Après La Réunion, c’est à Mayotte que les représentants syndicaux, essentiellement du secteur privé, vont apprendre à accueillir un employé en détresse tout en se protégeant : « le syndicaliste a une âme de sauveur, mais pour « sauver le monde » il faut soit même être en pleine forme. Vous auriez du mal à avoir confiance dans un médecin bancal, ou malade. C’est pareil pour le syndicaliste.»
Le programme national a été impulsé par Carole Couvert, la présidente de la CFE-CGC, sur les conseils de Martine Keryer, secrétaire nationale Santé au travail, elle-même médecin du travail.
Le burnout touche le salarié consciencieux
L’enjeu de la prise en charge des risques psychosociaux est tel pour la collectivité, notamment pour les coûts des arrêts maladie ou accidents de travail, que c’est la Caisse de sécurité sociale de Mayotte (CSSM) qui prend en charge la formation : « ils ont compris qu’il fallait agir sur le préventif, et non plus seulement sur le curatif », précise Djoumoi Djoumoy Bourahima, président de la CFE-CGC Mayotte
Les individus sont inégaux face aux risques psychosociaux qui vont des violences et agressions subies, aux incivilités, en passant par l’interruption brutale et répétée de tâches que pratiquement un tiers des salariés trouve perturbante.
L’écoute et l’accompagnement des salariés en souffrance peuvent également paraître un luxe dans un contexte de fort chômage. Pour Robert Christopher, c’est justement ce contexte tendu qui est à l’origine de bien des maux : « le burnout touche la personne consciencieuse qui se donne à fond et se retrouve submergée. C’est la même chose qu’un stress post-traumatique, qui est d’actualité chez Charlie Hebdo, mais qui se retrouve lors du suicide d’un collaborateur ou après la grosse colère d’un client ».
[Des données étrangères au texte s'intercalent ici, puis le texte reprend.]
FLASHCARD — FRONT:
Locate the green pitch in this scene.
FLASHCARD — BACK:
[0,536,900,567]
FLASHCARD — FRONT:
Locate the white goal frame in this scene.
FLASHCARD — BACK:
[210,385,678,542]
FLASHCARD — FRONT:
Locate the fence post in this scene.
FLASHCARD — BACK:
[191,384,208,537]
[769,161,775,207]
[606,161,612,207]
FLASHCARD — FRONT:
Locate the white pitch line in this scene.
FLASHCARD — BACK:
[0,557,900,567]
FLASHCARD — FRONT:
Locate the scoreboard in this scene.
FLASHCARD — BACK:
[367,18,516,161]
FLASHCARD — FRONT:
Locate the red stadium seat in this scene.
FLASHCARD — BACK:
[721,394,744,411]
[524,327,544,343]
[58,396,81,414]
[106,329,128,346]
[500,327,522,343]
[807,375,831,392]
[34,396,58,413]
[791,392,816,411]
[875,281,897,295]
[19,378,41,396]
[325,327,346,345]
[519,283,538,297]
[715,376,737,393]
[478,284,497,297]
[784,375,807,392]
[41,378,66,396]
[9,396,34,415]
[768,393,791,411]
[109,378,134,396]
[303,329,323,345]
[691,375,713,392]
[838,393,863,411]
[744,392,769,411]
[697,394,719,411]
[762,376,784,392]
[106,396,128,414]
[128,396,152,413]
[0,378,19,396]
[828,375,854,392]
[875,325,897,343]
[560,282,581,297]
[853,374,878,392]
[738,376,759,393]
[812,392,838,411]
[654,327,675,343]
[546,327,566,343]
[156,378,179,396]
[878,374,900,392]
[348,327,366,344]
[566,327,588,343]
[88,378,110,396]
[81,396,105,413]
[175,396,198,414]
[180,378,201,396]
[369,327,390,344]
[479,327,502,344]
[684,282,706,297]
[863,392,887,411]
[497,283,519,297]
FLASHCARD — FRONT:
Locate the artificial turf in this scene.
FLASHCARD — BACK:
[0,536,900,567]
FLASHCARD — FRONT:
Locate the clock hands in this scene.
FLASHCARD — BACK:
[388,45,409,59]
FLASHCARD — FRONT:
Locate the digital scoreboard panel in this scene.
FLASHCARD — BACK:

Surtout que lorsqu’on fait les comptes, avec 8 heures par jour pendant 40 ans, « on s’aperçoit qu’on est marié à notre entreprise, où l’on passe plus de temps qu’avec sa famille ». Et une évolution est à noter : « on revendique dorénavant une harmonie entre les deux sphères ». Avec une conséquence, « il faut pouvoir s’éclater dans son travail. Dans mon cabinet, je reçois tous les jours des personnes qui souffrent tellement dans leur travail que leur cerveau est devenu reptilien, ils n’ont plus de recul ! »
Coresponsabilité de la situation de souffrance
La balle est dans les deux camps pour Robert Christopher. Le chef d’entreprise tout d’abord qui doit réaliser qu’il a un potentiel sous la main : « même des salariés qui peuvent paraître tir au flan. C’est souvent parce qu’ils ont été mal dirigés, sans souci d’épanouissement, sans les rendre co-acteur de leur activité professionnelle. De plus, une enquête de l’Agence européenne pour la sécurité et la santé au travail (EU-OSHA) prouve qu’un euro investi dans la qualité de vie au travail peut rapporter 13 euros à l’entreprise ».
Le salarié ensuite, qui doit prendre conscience qu’il est coresponsable de la situation dans laquelle il est : « il considère un peu le chef d’entreprise comme son père, ce qui induit des relations parfois complexes. Et si on passe la journée à faire la tête à son supérieur, il y a peu de chance que la situation s’améliore ».
Et ça tombe sous le sens, pour que le système fonctionne, chacun doit y mettre du sien, ce qui implique plusieurs étapes : la formation actuelle d’une méthode d’écoute du salarié qui protège aussi le syndicaliste, puis ultérieurement, un partage avec les organisations patronales, « comme cela s’est fait à Rennes entre le Medef et la CFE-CGC ».
De la Caisse d’allocations familiales, de Mayotte Channel Gateway, de l’hôtel Sakouli, Kalo ou du conseil général, tous ont été ponctuels ce jeudi à Trévani. Une formation qui doit se traduire par une protection du syndicaliste et un bien-être du salarié qui, bien écouté, « va pouvoir se ‘reverticaliser’, se redresser », souhaite Robert Christopher.